Nussle: CDFI Fund Failing to Provide Crucial Certification Information
Credit unions need clarity on process, Nussle tells Congress
Two months after the Treasury Department released a new Community Development Financial Institutions Fund certification application, department officials still have not provided prospective CDFIs with crucial information, America’s Credit Unions President/CEO Jim Nussle told members of Congress this week.
“While the fund provided flexibility, clarity, and many changes to ensure that organizations that should be able to certify can, not all issues have been addressed,” Nussle wrote to members of the House Financial Services Committee and the Senate Banking Committee.
Treasury Secretary Janet Yellen testified before the House committee on Tuesday and is scheduled to testify before the Senate committee on Thursday. The hearings are centered on the annual report of the Financial Stability Oversight Council and not the CDFI program. Yellen was not asked any questions on the CDFI program at Tuesday’s hearing.
Nonetheless, Nussle wrote members of the committees this week raising several issues, including problems with the CDFI program.
The CDFI Fund released details about its new certification and application process in early December. Currently certified CDFIs will have until Dec. 20, 2024, to apply for recertification. Until then, they will maintain their eligibility for the program. Prospective CDFI’s will use the new application.
Nussle wrote that fund officials have not yet released the CDFI Certification Agreement that all institutions must sign in order to obtain certification. “This agreement absolutely must be read in order for organizations interested in certifying or recertifying to have a full understanding of the obligations associated with certification and the process that will happen should they fall out of compliance,” he wrote.
Nussle mentioned other issues that have not been addressed.
He wrote that the CDFI Fund’s Target Market Assessment Methodologies require collection of race and ethnicity data using Home Mortgage Disclosure Act procedures for CDFIs with certain target markets. He noted that credit unions have raised questions about the legality of that requirement and have asked the Treasury Department for assistance in explaining why that data is needed.

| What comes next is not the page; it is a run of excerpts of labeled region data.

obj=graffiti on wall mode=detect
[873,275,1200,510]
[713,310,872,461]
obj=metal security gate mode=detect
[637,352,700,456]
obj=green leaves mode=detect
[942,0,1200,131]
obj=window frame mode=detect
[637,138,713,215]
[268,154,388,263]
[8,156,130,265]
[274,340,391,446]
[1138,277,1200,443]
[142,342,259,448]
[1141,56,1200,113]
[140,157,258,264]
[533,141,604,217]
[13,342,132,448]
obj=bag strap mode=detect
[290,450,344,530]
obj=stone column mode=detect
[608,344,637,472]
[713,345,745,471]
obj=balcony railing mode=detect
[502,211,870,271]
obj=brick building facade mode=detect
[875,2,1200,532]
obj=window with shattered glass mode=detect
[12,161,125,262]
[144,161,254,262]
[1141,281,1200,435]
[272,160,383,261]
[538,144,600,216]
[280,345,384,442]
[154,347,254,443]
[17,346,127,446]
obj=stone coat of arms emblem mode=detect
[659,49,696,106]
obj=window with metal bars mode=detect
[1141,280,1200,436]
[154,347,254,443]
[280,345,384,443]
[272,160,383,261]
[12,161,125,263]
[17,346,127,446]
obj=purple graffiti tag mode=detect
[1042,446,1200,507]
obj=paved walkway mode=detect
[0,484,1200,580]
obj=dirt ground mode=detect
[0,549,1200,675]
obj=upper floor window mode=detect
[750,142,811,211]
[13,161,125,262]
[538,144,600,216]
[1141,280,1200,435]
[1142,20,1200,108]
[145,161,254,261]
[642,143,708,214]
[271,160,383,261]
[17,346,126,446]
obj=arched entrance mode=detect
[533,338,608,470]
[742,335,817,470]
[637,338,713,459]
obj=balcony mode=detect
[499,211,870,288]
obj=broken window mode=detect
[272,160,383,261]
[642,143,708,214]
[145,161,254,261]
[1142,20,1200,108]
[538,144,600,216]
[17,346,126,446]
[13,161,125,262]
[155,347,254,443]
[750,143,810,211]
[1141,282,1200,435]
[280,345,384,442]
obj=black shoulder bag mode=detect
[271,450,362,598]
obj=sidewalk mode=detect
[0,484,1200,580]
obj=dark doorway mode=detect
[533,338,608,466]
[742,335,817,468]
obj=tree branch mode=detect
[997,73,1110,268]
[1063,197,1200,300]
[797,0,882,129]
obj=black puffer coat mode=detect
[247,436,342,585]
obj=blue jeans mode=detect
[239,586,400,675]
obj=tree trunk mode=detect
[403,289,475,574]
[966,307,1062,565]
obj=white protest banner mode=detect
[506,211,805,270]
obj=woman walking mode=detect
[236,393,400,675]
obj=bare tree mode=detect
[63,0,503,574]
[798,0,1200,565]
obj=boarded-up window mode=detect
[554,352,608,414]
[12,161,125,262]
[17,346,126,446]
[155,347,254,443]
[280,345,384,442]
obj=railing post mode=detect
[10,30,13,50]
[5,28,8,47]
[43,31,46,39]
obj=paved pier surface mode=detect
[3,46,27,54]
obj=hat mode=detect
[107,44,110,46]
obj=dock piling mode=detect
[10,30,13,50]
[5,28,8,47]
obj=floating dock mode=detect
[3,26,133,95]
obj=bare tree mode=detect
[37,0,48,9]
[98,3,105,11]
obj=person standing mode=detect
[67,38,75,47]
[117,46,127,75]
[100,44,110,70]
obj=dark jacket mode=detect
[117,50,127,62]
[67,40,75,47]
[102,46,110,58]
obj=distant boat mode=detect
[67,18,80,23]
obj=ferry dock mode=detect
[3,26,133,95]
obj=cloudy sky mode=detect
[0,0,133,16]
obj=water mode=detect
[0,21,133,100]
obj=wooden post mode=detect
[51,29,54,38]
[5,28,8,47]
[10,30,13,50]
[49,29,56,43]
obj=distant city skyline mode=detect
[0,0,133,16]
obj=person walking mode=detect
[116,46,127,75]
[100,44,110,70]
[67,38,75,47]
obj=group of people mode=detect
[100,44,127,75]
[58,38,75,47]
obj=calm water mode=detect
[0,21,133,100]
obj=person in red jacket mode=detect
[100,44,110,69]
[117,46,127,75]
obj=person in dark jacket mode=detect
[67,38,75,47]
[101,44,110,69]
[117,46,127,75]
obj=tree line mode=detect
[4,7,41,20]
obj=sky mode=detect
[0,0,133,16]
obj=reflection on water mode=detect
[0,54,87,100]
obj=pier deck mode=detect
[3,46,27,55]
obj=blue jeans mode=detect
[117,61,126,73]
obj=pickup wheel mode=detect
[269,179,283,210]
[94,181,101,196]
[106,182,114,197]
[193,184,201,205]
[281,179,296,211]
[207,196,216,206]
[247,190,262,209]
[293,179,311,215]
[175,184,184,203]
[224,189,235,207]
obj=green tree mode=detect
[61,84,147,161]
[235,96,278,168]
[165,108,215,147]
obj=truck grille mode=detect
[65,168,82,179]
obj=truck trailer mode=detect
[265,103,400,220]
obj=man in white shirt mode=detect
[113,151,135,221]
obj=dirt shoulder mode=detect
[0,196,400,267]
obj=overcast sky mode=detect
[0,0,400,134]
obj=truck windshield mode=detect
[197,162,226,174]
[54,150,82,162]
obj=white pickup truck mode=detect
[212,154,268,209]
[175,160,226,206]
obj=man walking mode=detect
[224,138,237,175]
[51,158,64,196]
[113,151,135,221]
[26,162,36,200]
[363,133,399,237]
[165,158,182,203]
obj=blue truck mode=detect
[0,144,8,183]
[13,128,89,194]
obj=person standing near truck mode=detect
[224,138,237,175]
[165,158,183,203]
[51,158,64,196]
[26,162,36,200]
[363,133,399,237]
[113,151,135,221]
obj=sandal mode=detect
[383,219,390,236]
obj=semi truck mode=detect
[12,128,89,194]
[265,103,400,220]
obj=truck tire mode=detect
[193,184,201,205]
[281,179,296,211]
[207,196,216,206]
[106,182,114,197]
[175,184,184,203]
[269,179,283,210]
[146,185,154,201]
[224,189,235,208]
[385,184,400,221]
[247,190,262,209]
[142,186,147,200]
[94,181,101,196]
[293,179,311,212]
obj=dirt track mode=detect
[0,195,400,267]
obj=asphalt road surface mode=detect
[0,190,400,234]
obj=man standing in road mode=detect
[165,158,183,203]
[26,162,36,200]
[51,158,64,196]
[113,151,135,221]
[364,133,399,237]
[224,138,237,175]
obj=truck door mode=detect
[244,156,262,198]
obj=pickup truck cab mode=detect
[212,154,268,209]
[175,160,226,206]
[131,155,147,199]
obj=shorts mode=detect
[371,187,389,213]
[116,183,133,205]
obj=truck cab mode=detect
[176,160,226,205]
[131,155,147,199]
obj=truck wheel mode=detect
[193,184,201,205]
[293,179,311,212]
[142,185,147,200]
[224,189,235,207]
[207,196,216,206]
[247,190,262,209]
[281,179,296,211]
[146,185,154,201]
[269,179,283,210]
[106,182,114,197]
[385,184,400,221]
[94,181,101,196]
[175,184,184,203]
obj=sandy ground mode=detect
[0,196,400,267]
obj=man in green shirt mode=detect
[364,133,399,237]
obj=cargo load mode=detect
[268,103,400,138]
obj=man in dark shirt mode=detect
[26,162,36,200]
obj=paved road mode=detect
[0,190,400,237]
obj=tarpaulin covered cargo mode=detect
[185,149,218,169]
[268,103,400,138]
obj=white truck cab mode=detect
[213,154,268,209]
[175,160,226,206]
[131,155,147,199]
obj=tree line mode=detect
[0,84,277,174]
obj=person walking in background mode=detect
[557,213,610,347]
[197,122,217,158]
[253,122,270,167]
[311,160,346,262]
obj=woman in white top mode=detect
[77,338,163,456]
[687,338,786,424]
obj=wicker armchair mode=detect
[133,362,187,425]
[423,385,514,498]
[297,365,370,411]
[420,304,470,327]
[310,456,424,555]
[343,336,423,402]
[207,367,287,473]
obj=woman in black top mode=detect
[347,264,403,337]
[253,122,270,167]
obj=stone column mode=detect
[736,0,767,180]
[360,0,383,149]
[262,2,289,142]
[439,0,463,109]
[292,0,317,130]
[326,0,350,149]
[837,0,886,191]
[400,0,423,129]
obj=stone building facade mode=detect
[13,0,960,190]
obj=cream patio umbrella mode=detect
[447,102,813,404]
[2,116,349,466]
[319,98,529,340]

“Treasury has indicated that it would coordinate with the other financial regulators to provide clarity regarding the legal and compliance risk related to the information collection,” he wrote. “Treasury has also indicated it would consider providing additional support for this data collection.” However, he added, the CDFI Fund finalized the requirements for the data collection without offering any additional support.
Finally, he said, many credit unions are reporting delays of several weeks in receiving responses to questions from fund officials. He added that delays are inevitable when a new certification process is developed. However, he noted that the fund has required that more than 1,400 existing CDFIs apply for recertification between Aug. 1 and Dec. 20.
“Against this backdrop, existing delays of 3-4 weeks for response is a deeply concerning indicator of the Fund’s capacity to manage the coming workload,” Nussle wrote in his letter. He added that the CDFI Fund must be provided the resources needed to meet the needs of certifying and recertifying institutions.
The question of how much the CDFI program will receive this fiscal year remains unresolved, since Congress has not enacted FY24 funding levels.
In his FY24 budget, President Biden requested $341 million for the CDFI program. The Senate version of the bill calls for $334 million.
House appropriators called for $278.6 million in their version of the Financial Services funding measure. When that bill went to the full House floor, a group of House Republicans attempted to eliminate all funding for the CDFI program. That amendment failed, but the bill was pulled from consideration for reasons unrelated to the CDFI program.